If you make things work really well across that whole supply chain like we’re doing with our programmatic initiative and buying technology, then the whole sea rises and it brings up all ships. There is no change in what we’re trying to do.
How does programmatic work in the TV space?
As you can see from our customer base, we focus on TV and premium branding and long form, which is an extraordinarily different environment than display pretty much on every level. So when we say the word, “programmatic,” we actually mean automation and the use of data for advanced targeting, but it still has all the traditional elements of a negotiated buy done in advance, so they may negotiate and arrange for it in May and it won’t actually air until September. That means forecasting and guarantee of delivery, which is very traditional in television, are necessary.
How does this impact the buy?
When we say, “programmatic,” it’s how can you enable that with automated execution once it goes to air, and in a way where the advertiser can use their data to enhance targeting, and where the publisher can forecast against it in advance. So when [publishers] sign an order and promise delivery on a certain volume, they know they have it, and they know they can do it, which is totally different than how others may use the term – such as a bidded exchange, or a real-time bidded exchange.
How long have you been at this?
We’ve been working on it since early fall of last year because there is a definite role for machine-enhanced targeting and data and automation in premium, it just needs to fit those needs I mentioned. And we see an opportunity during the upfronts through the summer and fall season to [bring together all parties] at the table from our side, the buyer side technologies, agencies and TV publishers, so they can figure out the most efficient way to execute at this.
From a tech perspective, what are the challenges?

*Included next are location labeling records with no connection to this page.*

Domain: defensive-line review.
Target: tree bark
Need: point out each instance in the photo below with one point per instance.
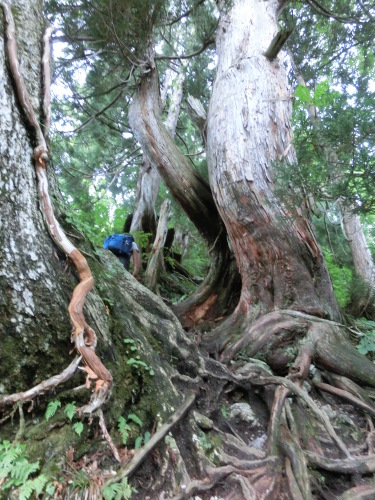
(351, 224)
(248, 129)
(193, 194)
(144, 217)
(156, 262)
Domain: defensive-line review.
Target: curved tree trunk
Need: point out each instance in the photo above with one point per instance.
(193, 194)
(351, 224)
(144, 217)
(248, 129)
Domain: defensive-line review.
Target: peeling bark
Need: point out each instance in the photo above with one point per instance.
(84, 335)
(194, 196)
(156, 262)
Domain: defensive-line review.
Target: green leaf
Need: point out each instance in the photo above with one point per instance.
(52, 408)
(70, 410)
(78, 428)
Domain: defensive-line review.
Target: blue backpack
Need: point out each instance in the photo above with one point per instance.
(119, 244)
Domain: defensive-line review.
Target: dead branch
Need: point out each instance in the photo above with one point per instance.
(85, 338)
(347, 396)
(107, 436)
(320, 414)
(358, 465)
(154, 441)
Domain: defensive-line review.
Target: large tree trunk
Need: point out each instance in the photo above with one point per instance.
(351, 224)
(248, 129)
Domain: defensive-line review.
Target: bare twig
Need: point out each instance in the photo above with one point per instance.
(156, 438)
(107, 436)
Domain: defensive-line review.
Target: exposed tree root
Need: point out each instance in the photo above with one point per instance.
(43, 387)
(156, 438)
(84, 335)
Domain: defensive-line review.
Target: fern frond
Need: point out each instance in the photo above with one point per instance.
(52, 408)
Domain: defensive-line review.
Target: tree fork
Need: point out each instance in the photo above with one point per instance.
(84, 335)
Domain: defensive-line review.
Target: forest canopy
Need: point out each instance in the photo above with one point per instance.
(234, 140)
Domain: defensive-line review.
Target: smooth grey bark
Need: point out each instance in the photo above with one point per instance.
(351, 224)
(156, 261)
(248, 128)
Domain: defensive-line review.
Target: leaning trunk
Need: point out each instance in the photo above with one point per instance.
(280, 262)
(193, 194)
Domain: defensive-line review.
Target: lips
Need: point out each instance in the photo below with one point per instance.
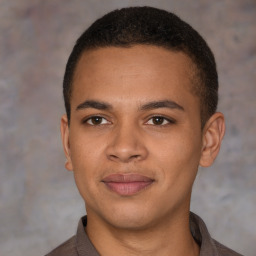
(127, 184)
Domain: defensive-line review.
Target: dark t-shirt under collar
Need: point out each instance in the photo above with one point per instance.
(80, 245)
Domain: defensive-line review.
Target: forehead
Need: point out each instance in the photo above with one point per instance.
(148, 70)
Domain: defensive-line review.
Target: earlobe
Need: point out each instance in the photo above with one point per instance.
(213, 134)
(64, 127)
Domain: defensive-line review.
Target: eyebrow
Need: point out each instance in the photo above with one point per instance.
(161, 104)
(94, 104)
(148, 106)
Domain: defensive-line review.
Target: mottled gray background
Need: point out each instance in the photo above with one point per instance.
(39, 203)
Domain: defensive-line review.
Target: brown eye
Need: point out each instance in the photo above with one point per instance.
(158, 120)
(96, 120)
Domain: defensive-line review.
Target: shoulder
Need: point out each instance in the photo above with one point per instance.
(225, 251)
(66, 248)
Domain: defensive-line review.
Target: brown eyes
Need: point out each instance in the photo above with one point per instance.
(158, 120)
(155, 120)
(96, 120)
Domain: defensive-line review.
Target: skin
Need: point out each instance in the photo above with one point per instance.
(163, 142)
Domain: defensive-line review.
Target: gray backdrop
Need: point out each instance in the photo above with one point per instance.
(40, 205)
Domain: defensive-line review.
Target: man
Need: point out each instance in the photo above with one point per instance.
(141, 92)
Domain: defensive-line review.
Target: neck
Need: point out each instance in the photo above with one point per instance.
(173, 237)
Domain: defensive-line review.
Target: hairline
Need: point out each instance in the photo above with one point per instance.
(197, 85)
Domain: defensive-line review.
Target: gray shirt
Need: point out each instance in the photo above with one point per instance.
(80, 245)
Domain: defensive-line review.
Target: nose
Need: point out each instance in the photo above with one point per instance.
(126, 145)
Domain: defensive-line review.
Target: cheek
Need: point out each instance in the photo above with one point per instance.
(179, 155)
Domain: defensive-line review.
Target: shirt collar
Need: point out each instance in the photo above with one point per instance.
(197, 226)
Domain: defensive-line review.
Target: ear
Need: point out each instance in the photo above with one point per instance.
(64, 127)
(213, 134)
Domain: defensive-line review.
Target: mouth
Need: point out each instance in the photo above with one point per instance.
(127, 184)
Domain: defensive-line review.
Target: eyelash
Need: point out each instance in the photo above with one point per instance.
(166, 121)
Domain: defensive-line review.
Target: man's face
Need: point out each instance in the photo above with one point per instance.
(134, 141)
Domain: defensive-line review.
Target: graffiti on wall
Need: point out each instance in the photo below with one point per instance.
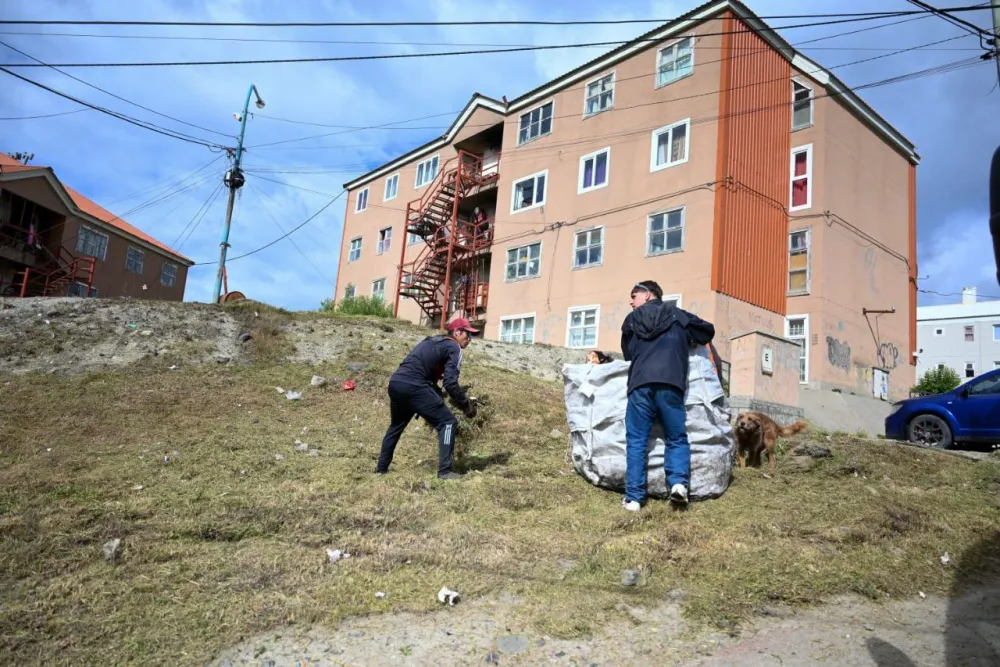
(839, 353)
(888, 356)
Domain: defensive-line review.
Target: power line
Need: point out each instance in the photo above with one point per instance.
(48, 115)
(437, 54)
(114, 114)
(356, 24)
(107, 92)
(293, 230)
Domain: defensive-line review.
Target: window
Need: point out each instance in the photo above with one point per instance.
(168, 275)
(362, 201)
(391, 187)
(594, 170)
(798, 262)
(801, 177)
(581, 327)
(133, 260)
(600, 95)
(589, 248)
(80, 289)
(427, 171)
(801, 105)
(384, 240)
(529, 192)
(378, 289)
(670, 145)
(535, 123)
(666, 232)
(797, 329)
(92, 243)
(524, 262)
(518, 329)
(986, 387)
(674, 62)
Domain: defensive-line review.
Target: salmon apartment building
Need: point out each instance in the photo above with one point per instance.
(708, 155)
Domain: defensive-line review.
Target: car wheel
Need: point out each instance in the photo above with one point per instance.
(929, 431)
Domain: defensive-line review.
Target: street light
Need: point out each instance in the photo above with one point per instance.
(234, 180)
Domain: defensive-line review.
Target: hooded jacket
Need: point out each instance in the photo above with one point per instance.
(656, 338)
(434, 358)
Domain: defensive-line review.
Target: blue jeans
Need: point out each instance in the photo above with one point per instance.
(645, 404)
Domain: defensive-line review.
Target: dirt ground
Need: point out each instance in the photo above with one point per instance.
(848, 631)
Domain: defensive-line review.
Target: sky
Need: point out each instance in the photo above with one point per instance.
(950, 117)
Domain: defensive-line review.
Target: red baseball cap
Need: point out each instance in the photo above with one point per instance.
(461, 324)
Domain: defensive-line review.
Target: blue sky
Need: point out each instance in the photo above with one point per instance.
(951, 117)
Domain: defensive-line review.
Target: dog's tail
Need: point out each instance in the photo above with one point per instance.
(792, 429)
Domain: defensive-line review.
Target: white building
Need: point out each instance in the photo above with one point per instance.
(963, 336)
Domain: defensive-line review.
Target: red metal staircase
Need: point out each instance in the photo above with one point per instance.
(449, 241)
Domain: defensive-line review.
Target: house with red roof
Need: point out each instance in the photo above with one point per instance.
(56, 242)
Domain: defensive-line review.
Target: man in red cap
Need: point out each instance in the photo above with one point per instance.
(413, 390)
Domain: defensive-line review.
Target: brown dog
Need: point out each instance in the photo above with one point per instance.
(757, 433)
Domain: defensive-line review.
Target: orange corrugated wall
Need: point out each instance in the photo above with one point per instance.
(750, 253)
(913, 263)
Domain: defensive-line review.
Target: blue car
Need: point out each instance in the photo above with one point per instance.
(968, 414)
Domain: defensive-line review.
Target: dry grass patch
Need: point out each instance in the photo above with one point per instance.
(226, 540)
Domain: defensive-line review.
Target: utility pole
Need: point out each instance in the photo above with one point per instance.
(234, 180)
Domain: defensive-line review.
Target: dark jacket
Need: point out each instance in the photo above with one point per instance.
(656, 338)
(432, 359)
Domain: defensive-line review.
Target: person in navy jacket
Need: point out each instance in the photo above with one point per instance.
(413, 391)
(656, 339)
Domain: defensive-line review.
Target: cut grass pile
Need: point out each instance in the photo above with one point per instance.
(227, 539)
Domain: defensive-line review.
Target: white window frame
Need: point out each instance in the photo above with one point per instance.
(128, 257)
(521, 317)
(589, 231)
(808, 252)
(380, 293)
(587, 96)
(659, 58)
(653, 167)
(173, 276)
(580, 188)
(528, 276)
(677, 298)
(805, 339)
(536, 203)
(86, 233)
(394, 179)
(597, 325)
(812, 107)
(417, 183)
(361, 201)
(537, 107)
(384, 242)
(649, 231)
(807, 148)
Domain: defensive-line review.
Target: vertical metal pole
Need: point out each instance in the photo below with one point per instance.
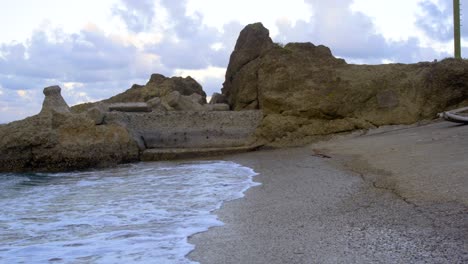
(456, 28)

If it’s going to work, it has to scale… and that’s not just a question of technical pipes connecting, but parties on both sides of the table working through the business rules of the road and we’ve got a pilot with a collection of parties at the table to make this work in the appropriate way for premium in television.
With ABC and NBC pushing into programmatic premium reserve, will others follow suit?
It’s still early stage. I don’t believe there’s going to be any real particular role for bids. It won’t move to a market-bidded model. It’s still negotiated, but in order to figure out those negotiations, the marketer needs to figure out how much budget and media plan [to] allocate toward the traditional TV upfront, traditional TV scatter, video on-demand and digital dynamic in different fashions and how much am I going to do based on Nielsen and comScore demo comps vs. content targeting and this very enhanced proprietary data targeting.
I don’t think the buyers have fully determined what the optimal mix is…yet. If you sell ads, you have a revenue plan you commit to your CFO that has an equivalent mix – how much should I sell in these different equivalents of the market so that I can optimize the value of my business? I think this year is where the rules of the road are being shaken out in terms of how to transact but I don’t think people have gotten to the point where they’ve solved their mix questions and they’re ready to do this at high volume.
Will direct sales remain a majority?
The big media companies are also some of the biggest and most developed and scaled brand advertising sales forces, which is an asset in its own right. They’ve probably got more scale and experience in understanding a model of upfronts and how to manage inventory allocations and future commitments, scatter market, etc. and to them, TV is TV. These are guys for whom the ability to determine where to allocate their inventory and sell directly is what they do and they do it better than anybody.
Because TV is scarce supply as opposed to display, there’s just less of a role for that outsourced, remnant monetization because there isn’t that much remnant. It’s very different than the world of display… where you have more of an infinite supply. All of the different controls you give the marketer enhance the value of the message of the marketer, which makes the inventory even more scarce and premium.
What are your thoughts on video viewability?
If there’s something that, an advertiser, at the end of the day will use to determine if they will pay for something or not, whether it’s viewability or a demo comp, it does not work unless the publisher can forecast against it and reliably understand how they’ll deliver against it and operate a media business against it. I think it’s early days yet on how that will play out for viewability.